Interviews were audio-recorded, professionally transcribed verbatim and de-identified for analysis. We conducted directed content analysis15 of transcripts to develop themes describing nurses’ perspectives of the feasibility and acceptability of implementing a SDH screening and referral intervention in the NICU. To conduct analysis, we initially created a codebook with a priori PARiHS constructs. Three coders (EGC, VT, MM) independently coded all transcripts. Coders met regularly to review coding consistency, resolve disagreements in coding decisions, and iteratively refine the codebook, identifying additional codes that emerged from the transcripts.

After all coding was completed, four coders reviewed the data and used a systematic iterative approach to identify preliminary themes. The larger research team discussed preliminary themes to reach consensus on final deductive themes, and mapped themes onto each PARiHS domain of context, evidence, and facilitation. Coding and analysis were conducted in Dedoose software. Data reliability was addressed through investigator triangulation,16 and member checking,17 whereby themes were presented back to a group of nurses to comment on perceived accuracy and engage in data interpretation.

Ethical Considerations

This study was approved by the Boston Medical Center and Boston University Medical Campus Institutional Review Board.

RESULTS

Thematic saturation was achieved after conducting 25 interviews with nurses, representing 42% of all NICU nursing staff at BMC. Participant nurses were involved in various aspects of implementation including NICU leaders (n=2), nurse champions (n=4), and bedside nurses who served as front-line implementers (n=19). Sampled participants’ demographic characteristics were representative of all nursing staff in the NICU at BMC (Table 1). Thirty-six percent and 56% of nurses in the sample reported having worked as a neonatal nurse for ≤5 and ≥10 years, respectively. Directed content analysis yielded eight themes across the three PARiHS domains of context, evidence, facilitation (Table 2).

Table 1.

Characteristics of nurse participants n=25

Participant characteristics N (%)
Role
Nurse leader 2 (8)
Nurse champion 4 (16)
Bedside nurse 19 (76)
Race/ethnicity
Hispanic 1 (4)
Non-Hispanic White 16 (64)
Non-Hispanic Black/African American 2 (8)
Non-Hispanic Asian 0 (0)
Other 3 (12)
Prefer not to answer 3 (12)
Years as NICU nurse
1–5 9 (36)
6–9 2 (8)
10–20 6 (24)
>20 8 (32)

Table 2.

Themes and supporting quotations

Theme description Example quote
Context
Numerous stressors experienced by NICU families are magnified in a safety-net environment Quote 1A: “It’s definitely beneficial, especially because I feel like our population has a lot of needs that not necessarily other hospitals do. Many of our families have low incomes and many needs…I think everyone sees that our families need more than we’ve been able to provide for them, and this is a path to get us there.”(participant 12)
Quote 1B: “NICU families have so many obstacles to come up against between getting here, daycare, other kids at home, work, etc. Honestly, I don’t know how they do it. And then trying to deal with the trauma of having a baby in the NICU. These families are so resilient, they deserve that we do better by them, that we do anything we can do to help them. I mean, it’s just so much going on. I mean, you visit somebody in the hospital…After a week you’re like ‘I can’t take this anymore.’ And here, they’re visiting their babies for months and months. If we can use this opportunity to identify needs and give them resources, I think it’s a great step forward.” (participant 20)
Nurses had varying viewpoints of the roles and responsibilities for social care in the NICU Quote 2A: “Some nurses may feel like ‘why do I have to do this on top of everything else I have to do?’ Or ‘this isn’t really our job.’ That’s why the NICU has social workers you know. Even when they are positive about the program.
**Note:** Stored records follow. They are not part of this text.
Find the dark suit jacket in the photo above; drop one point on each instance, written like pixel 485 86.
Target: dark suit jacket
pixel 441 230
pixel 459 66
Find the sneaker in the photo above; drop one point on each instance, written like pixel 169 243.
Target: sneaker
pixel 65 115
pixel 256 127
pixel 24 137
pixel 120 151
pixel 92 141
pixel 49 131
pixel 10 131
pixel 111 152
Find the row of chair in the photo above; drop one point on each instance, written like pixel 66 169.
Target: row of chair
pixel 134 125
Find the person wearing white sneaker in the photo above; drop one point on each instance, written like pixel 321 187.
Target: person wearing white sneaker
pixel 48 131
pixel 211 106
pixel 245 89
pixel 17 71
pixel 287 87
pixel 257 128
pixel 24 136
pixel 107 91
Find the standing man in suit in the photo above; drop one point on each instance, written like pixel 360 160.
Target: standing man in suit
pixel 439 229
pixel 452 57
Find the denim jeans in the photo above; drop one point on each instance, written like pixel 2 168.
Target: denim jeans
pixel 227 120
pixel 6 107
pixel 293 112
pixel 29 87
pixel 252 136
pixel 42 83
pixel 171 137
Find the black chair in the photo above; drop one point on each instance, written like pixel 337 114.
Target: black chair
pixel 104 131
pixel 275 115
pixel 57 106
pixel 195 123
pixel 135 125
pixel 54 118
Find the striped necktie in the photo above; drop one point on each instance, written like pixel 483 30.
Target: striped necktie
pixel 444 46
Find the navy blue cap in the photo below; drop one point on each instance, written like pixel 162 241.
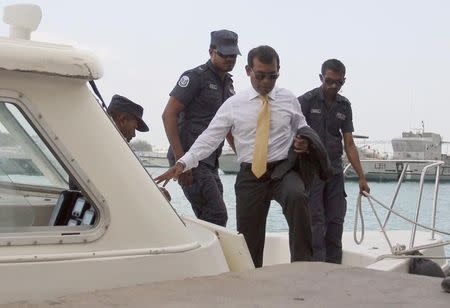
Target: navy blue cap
pixel 123 104
pixel 225 42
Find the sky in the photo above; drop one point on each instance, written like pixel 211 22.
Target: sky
pixel 397 53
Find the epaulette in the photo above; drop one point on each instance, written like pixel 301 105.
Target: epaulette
pixel 343 99
pixel 309 95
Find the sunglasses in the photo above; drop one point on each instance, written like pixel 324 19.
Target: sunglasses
pixel 225 56
pixel 330 82
pixel 261 76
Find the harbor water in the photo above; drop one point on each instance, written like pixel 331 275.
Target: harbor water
pixel 405 204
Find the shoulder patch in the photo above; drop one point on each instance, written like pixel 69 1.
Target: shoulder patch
pixel 184 81
pixel 343 99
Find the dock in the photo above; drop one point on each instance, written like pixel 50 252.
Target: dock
pixel 300 284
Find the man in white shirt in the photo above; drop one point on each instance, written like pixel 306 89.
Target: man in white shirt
pixel 242 114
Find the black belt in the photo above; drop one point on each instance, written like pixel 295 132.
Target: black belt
pixel 270 165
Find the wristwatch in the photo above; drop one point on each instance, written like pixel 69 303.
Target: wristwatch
pixel 179 162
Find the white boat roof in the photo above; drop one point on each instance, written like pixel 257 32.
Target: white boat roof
pixel 50 59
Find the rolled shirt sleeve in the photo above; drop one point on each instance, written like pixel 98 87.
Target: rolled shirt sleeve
pixel 210 139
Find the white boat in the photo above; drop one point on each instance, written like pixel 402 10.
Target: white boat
pixel 119 230
pixel 153 159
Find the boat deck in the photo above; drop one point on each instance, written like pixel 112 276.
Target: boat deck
pixel 299 284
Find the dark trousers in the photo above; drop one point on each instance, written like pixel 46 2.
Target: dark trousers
pixel 253 198
pixel 328 206
pixel 206 195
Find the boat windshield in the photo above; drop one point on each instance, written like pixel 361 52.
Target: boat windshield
pixel 34 189
pixel 24 157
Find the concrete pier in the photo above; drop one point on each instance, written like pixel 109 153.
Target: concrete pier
pixel 288 285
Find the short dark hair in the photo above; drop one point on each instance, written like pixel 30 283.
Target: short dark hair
pixel 333 65
pixel 265 54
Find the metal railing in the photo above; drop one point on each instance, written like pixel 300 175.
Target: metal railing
pixel 427 164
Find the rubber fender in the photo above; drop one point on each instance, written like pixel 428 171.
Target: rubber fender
pixel 446 284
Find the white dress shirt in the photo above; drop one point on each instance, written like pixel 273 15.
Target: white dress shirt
pixel 239 114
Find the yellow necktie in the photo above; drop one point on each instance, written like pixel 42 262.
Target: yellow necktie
pixel 259 163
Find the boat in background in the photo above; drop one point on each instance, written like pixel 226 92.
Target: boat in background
pixel 415 147
pixel 228 162
pixel 118 229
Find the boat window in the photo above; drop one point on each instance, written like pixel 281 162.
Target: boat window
pixel 34 189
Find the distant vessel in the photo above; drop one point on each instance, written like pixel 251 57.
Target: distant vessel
pixel 414 147
pixel 153 159
pixel 229 165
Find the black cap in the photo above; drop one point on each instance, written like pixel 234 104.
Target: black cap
pixel 225 42
pixel 123 104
It’s just like who should really institute things and whose responsibility is it to do this.”(participant 13)
Quote 2B: “I mean, it’s part of our job. I mean, it’s – I think it’s important. I think it’s important for the parents. I don’t think it’s that difficult or too much to ask I guess …of us to do. I feel like it kind of flows into just conversation, teaching, just basic sharing with the parents that we already do. Like if we’re in and out of the room all day, and if the parent is staying the whole day then you kind of build more of a relationship with them and you talk about these things. Not to say that doctors don’t, it’s just I think the way our workflow works versus theirs.”(participant 16)
Quote 2C: “I would say sometimes it’s hard for social work to do everything. For example, we get a lot of patients with so many social needs, so it’s hard for social work to provide absolutely everything for every patient. So, it just kind of gives us the opportunity to help them [families] more. It kind of gives the nurses an insight into the specifics of that a family might need. It gives us almost permission to ask some of those questions that sometimes have been reserved for social work.”(participant 4)
Scarcity of community resources makes it difficult to address families’ needs Quote 3A: “I know from experience that community agencies are overwhelmed. There’s too many people in need of help, and few resources to help them.”(participant 25)
Quote 3B: “I am worried that community agencies won’t be able to help our families as much as we hope they will. There is so much bureaucracy in some of these agencies. And sometimes they are just not able to meet the needs of families, housing is a big one.”(participant 9)
Evidence
The intervention enabled greater identification of unmet social needs and increased provision of resources Quote 4A: “These are things that have been going on here for many, many years. It’s nice to identify these things and have other supports to give. I think families often have questions about resources but they not always ask. With THRIVE [the intervention], it’s just more available to them. We have an easy tool to provide them with when they ask for resources. Or if they’re uncomfortable asking it’s a way to get them to disclose the help they need –without them having to ask first.”(participant 18)
Quote 4B: “We have one parent that sticks out in my mind. The mother was Spanish speaking and before she was screened, we didn’t know there were any issues even though she had already met with the social worker. Well, come to find out the mother was staying here every single night because the dad lost his job and they didn’t have money for food. So she was staying here for food. After the THRIVE screen was done by one of our nurses who speaks Spanish, we found all of this out and they got her connected to the pantry that same day. That mom returned from the pantry with big smiles on her face, and just felt such a relief.”(participant 8)
Quote 4C: “I actually attended one of the meetings where an agency was presenting and learned about what they can offer, which is terrific. I’m not sure that we even were aware at how many community assists and supports there were available to our parents.”(participant 20)
Quote 4D: “I appreciate the immediacy of it, especially for the Uber Health to be able to access rides, and discounted parking and also foodbank, that’s huge. I can’t believe I didn’t know about the BMC foodbank before, that we can provide access to that. It just eliminates a lot of the what ifs, especially for families who may be new to the area or new to the country.”(participant 11)
The intervention has the potential to jumpstart better caregiver and infant health and well-being trajectories Quote 5A: “The baby has to go home to a safe place with food and heat and there’s a lot of stress for the families, and I think that if this program can identify needs earlier on, it can probably help a lot of these issues, as simple as transportation to come see their baby, I think it makes the bonding and just kind of being a parent more in the focus, and it makes the stress less on the parents, which in the end helps the baby.”(participant 4)
Quote 5B: “The earlier that we start it, the earlier that we can actually set them [families] up with resources, the better for the baby to go home. So, to have everything set up or at least started before baby is discharged is important. So, it’s kind of like a jumpstart.”(participant 2)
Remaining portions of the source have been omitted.